It was first published Continentally in 1967: the 30th European offering and Goscinny’s twenty-first collaboration with Morris. It’s also one of the team’s better tales, blending historical personages with the wandering hero’s action-comedy exploits and as such it’s a slice of Horrible Histories-tinged Americana you can’t afford to miss.

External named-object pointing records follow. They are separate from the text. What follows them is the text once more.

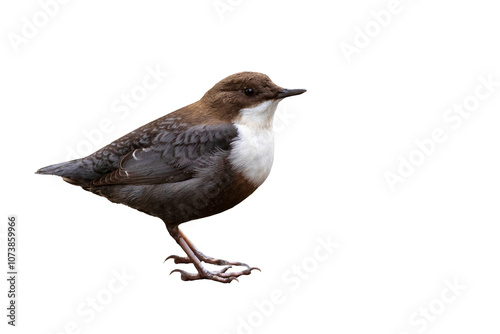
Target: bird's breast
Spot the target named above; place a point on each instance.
(252, 153)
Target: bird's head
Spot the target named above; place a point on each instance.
(248, 97)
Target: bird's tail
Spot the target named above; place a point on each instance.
(71, 171)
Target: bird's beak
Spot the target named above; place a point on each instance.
(290, 92)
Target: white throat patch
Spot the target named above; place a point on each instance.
(252, 152)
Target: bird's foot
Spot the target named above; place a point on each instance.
(207, 259)
(220, 275)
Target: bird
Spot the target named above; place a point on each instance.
(195, 162)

It all begins with our hero taking a welcome bath in a quiet river, only to be ambushed by a band of Apaches spoiling for a fight. Their murderous plans are ruined by a bombastic lone rider who explosively drives off the raiders in a hail of gunfire before stopping to laugh at the embarrassed Luke. His cool, confidant rescuer is tough, bellicose, foul-mouthed, tobacco-chewing and infamous: although born Martha Jane Cannery most folk just call her Calamity Jane…

She’s becomes more amenable after learning who Luke is and over coffee and a scratch meal, mutual respect develops into real friendship. Recounting her (remarkably well-researched) history she learns in return why Luke is in the region: someone has been supplying the Indians with guns just like the ones that almost killed him earlier…

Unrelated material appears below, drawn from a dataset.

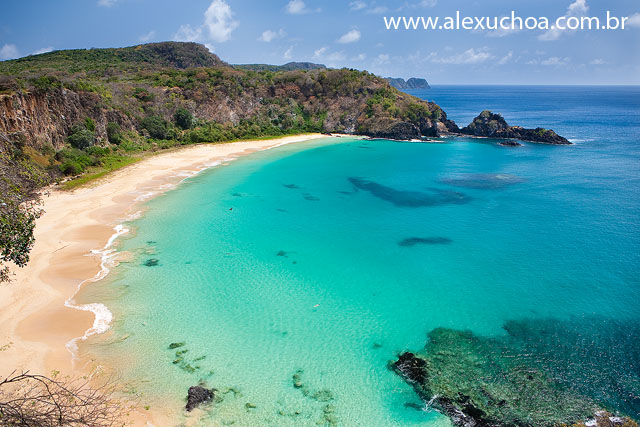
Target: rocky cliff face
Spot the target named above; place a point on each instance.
(45, 118)
(488, 124)
(336, 100)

Keen to help, Calamity joins Lucky and they ride into frontier town El Plomo and another little crisis. The saloon prefers not to serve ladies… until Jane convinces them to change the policy in her own unique manner.

The glitzy dive is owned and operated by unctuous, sleazily sinister August Oyster who instantly suspects that legendary lawman Luke is there because of his own underhand, under-the-counter activities…

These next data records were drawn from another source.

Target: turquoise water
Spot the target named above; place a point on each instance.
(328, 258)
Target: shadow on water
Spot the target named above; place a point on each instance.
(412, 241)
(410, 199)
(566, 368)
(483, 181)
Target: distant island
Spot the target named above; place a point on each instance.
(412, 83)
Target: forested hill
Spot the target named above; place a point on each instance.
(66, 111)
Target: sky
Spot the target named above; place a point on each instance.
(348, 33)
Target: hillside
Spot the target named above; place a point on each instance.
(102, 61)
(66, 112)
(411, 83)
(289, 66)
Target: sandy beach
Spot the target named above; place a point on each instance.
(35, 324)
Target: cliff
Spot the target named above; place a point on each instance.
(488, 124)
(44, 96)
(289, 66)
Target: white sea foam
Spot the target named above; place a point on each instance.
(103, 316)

As the cowboy heads off to check in with the sheriff, Calamity gets into games of chance and skill with the sleazy Oyster and his hulking henchman Baby Sam, swiftly causing an upset by winning his hotel and saloon. Happily, Lucky is back on the scene by the time the grudging grouse has to officially hand over his money-making venture.

Flushed with success, the new proprietor starts making changes and no man cares to object to the Calamity Jane Saloon and Tearoom (Reserved for Ladies). They’ll happily buy her beer and whiskey too, but not even at gunpoint will they eat her crumpets…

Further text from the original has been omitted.